VILNIUS—Yet again, an operative has allegedly been mobilized as fodder to personally attack a member of Lithuania’s small Jewish community as part of a campaign by some state-sponsored “official Jewish community leadership” to intimidate today’s Lithuanian Jews. If they stand up for a Jewish cemetery, and dare disagree with it becoming a national convention center, they will be smeared on the official website as liars, misleaders and secretly paid agents of some mysterious source of riches. This is a tragedy.
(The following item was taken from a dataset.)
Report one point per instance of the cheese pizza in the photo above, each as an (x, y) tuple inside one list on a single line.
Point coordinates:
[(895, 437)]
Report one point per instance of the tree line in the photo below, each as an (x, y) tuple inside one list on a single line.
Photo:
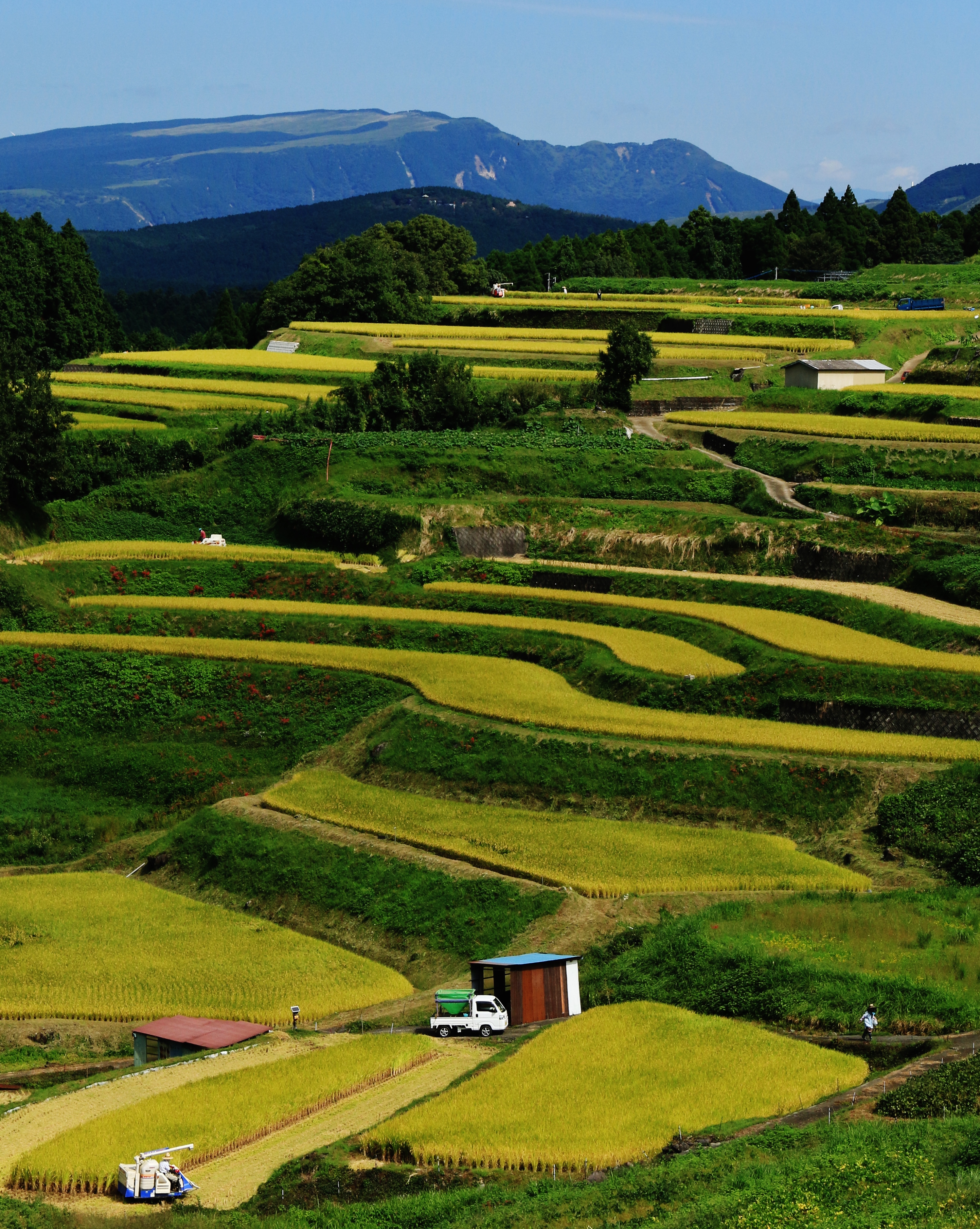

It is part of a saga that will go down in Jewish history as possibly the worst case of state restitution for prewar Jewish property leading to disastrous results for the present and future of Jewish life on site, while providing glories and power for a tiny local elite and its “boards” of foreign fellow-travelers who relish coming to Vilnius for banquets and photo-ops with the high and mighty.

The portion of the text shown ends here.